Sueños plebeyos (una lectura entre Galdós y Dickens)

Luis Mateo Díez. Académio de la RAE y escritor


Los sueños de una época pueden transformarse en pesadillas que anulan la personalidad individual e impiden la realización de una vida plena. Dickens y Galdós poseían, como todos los grandes novelistas del XIX, una veta visionaria que les llevó a distinguir en su tiempo un conflicto trágico entre los fantasmas de la alienación y la dignidad humana, entre fuerzas que despojaban a los hombres de su naturaleza e individuos cuya bondad y sencillez los preservaban en su integridad moral.

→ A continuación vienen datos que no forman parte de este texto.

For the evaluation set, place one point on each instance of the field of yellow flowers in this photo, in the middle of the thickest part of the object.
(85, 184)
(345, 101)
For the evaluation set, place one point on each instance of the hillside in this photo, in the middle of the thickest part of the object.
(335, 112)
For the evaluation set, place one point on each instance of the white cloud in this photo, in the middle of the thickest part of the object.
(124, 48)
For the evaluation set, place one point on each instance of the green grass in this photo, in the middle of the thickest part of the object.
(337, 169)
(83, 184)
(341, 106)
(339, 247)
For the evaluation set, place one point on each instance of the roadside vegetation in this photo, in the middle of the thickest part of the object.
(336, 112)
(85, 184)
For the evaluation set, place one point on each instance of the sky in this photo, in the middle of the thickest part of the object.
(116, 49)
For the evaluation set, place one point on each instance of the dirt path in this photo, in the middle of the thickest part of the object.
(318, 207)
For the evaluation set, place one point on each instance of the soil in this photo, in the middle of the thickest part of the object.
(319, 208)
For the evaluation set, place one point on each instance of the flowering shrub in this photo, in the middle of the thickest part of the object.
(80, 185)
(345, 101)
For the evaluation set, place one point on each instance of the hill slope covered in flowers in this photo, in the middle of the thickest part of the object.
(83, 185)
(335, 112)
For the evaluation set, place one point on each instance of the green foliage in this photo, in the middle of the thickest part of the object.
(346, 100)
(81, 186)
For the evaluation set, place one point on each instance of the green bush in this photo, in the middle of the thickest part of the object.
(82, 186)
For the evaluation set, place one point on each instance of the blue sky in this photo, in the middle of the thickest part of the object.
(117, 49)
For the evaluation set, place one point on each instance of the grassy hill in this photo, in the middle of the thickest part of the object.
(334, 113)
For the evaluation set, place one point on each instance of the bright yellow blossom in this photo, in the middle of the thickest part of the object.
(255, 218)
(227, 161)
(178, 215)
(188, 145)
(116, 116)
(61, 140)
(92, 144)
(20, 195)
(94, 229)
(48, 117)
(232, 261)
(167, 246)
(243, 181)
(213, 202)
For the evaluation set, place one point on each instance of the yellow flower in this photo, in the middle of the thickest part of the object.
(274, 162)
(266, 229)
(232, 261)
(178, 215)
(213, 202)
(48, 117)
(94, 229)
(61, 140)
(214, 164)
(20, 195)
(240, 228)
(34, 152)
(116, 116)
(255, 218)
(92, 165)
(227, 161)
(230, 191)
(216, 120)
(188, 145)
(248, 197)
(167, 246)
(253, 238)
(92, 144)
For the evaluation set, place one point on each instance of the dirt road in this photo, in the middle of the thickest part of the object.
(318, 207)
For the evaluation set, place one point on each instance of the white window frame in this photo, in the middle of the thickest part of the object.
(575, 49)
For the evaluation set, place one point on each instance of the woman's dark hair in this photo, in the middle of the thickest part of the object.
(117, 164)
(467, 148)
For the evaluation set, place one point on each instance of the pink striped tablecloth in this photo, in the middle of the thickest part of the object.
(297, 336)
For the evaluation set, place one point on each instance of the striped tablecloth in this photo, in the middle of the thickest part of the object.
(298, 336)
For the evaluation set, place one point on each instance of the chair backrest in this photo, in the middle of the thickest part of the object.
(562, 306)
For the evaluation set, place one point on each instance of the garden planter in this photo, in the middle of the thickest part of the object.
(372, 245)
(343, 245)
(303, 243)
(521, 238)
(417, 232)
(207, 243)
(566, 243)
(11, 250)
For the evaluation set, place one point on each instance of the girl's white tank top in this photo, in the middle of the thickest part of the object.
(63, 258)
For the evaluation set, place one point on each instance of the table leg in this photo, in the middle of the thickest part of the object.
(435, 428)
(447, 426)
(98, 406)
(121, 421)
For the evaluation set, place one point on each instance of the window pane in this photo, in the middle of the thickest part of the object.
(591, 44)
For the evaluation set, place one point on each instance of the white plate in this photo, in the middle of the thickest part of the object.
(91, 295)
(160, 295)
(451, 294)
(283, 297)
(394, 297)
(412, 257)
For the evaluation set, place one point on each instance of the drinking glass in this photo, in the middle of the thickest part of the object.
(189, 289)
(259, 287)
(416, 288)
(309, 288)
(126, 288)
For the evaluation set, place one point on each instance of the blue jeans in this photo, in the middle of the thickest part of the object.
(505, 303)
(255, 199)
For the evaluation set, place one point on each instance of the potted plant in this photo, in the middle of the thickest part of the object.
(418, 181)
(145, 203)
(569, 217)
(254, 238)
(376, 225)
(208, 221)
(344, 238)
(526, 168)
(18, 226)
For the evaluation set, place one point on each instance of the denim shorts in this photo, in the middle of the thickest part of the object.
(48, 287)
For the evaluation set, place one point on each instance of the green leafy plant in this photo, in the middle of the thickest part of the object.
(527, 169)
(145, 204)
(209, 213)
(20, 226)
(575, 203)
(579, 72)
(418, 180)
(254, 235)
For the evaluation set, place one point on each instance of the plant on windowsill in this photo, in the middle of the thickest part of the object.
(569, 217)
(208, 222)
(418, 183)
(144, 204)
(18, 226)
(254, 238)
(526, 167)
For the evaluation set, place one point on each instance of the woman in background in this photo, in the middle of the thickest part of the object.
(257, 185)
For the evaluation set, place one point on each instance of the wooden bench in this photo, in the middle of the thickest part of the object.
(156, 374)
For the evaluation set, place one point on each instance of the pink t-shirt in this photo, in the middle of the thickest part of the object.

Uno de los temas fundamentales de la novela del XIX gira en torno a la figura del hijo del pobre, del plebeyo seducido por la fantasía de la libertad, por el afán de emulación desencadenado por la repentina visibilidad y accesibilidad de la riqueza, por la posibilidad de ascender en la escala social y salir del anonimato de los oficios.


El callejón sin salida al que le conducirá esta oscura tendencia se vincula con aquello que Dostoievski denominó la vida del subsuelo. Es decir, con esa contraimagen de la modernidad representada por un hombre cuyos deseos vienen determinados por lo que otros desean y que se engaña pensando que sus apetitos son fruto de una decisión libre y soberana. El hijo del pobre, no satisfecho con su condición social y arrastrado por un deseo irresistible de emulación y riquezas, termina perdiendo el sentido de la realidad y penetrando en el reino de la utilidad fantástica, en un mundo de esperanzas quiméricas que dejan tras de sí un rastro de locura o melancolía. Galdós y Dickens abordaron dicha figura en La desheredada y Grandes esperanzas, respectivamente, aunque ese asunto fluye de forma intermitente en otras muchas novelas. Bien podríamos decir que es un asunto que pertenece a la identidad moral de sus universos narrativos.


Los embrujados constituyen una categoría central en la obra del novelista inglés, que designa, por medio de ella, a todos aquellos que han sido ganados por grandes e infaustas esperanzas. Estos seres deambulan como sonámbulos por las novelas de Dickens, ávidos por conquistar la quimera del oro o disfrutar placeres sustitutivos. Frente a ellos, como espejo de su caída, avanzan con paso discreto los héroes que han logrado eludir la luz cegadora de los paraísos artificiales.
Galdós sigue en La desheredada la estela de Dickens para retratar el caso de una muchacha del pueblo que, tras ser persuadida por un pariente cercano de que es la hija secreta de una dama noble, se forma una imagen alucinada de sí misma que la lleva a la autodestrucción.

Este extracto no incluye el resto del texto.